A l’issue de cette audience, les parties présentes ont été avisées que la décision était mise en délibéré pour être rendue par mise à disposition au greffe.
MOTIFS DE LA DECISION :
EN LA FORME :
Sur la recevabilité des demandes formées par Mme Q X à l’encontre de la société New Channel Company A/S :
La société DFDS A/S fait valoir que la société DFDS Seaways est intervenue aux droits de la société Norfolkline Shipping BV à compter du 01.07.2010, et que les contrats de travail ont été transférés en application de l’article L 1224-1 du code du travail,puis de même lorsque la société New Channel Company A/S est intervenue aux droits de DFDS Seaways le 01.04.2014, de sorte que seule cette société pouvait licencier la salariée.
Le signataire de la lettre de licenciement est Mme A qui disposait d’une délégation de pouvoirs en date du 03.03.2014 dûment justifiée.
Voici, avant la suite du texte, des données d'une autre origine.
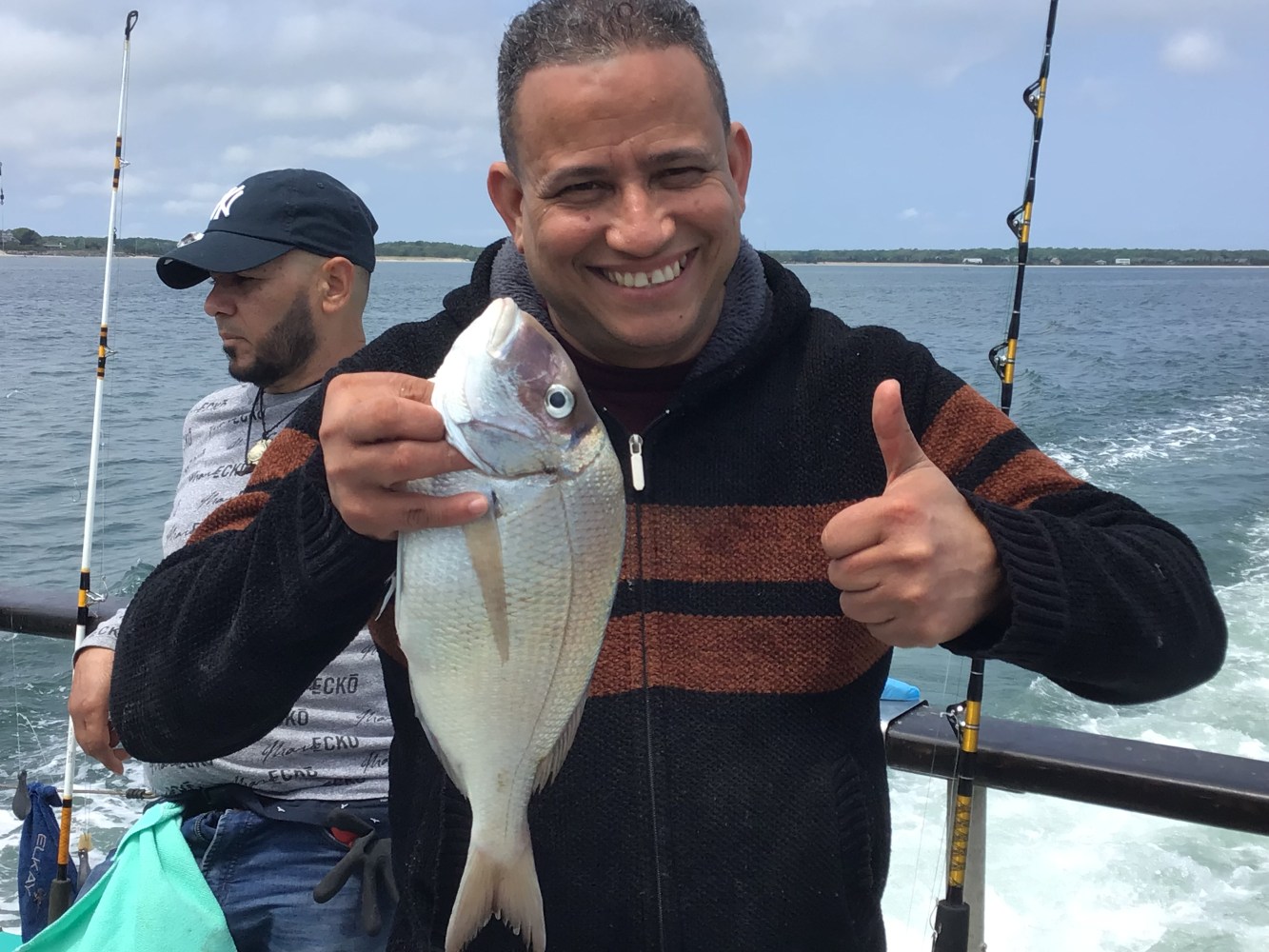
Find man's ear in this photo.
[486,163,525,254]
[727,122,754,212]
[317,258,357,313]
La procédure de licenciement est régulière ; en revanche les demandes sont formées à l’encontre de la société New Channel Company A/S qui a été radiée ; elle sont donc irrecevables.
Mme Q X constate que son contrat de travail a été signé par la société Norfolkline Shipping BV et que l’auteur de la lettre de licenciement est la société New Channel Company A/S ; elle conteste qu’un transfert automatique de son contrat de travail soit intervenu conformément aux dispositions de l’article L 1224-1 du code du travail et observe qu’aucun avenant n’a été pour régulariser la situation ; une personne étrangère à l’entreprise ne peut conduire la procédure de licenciement.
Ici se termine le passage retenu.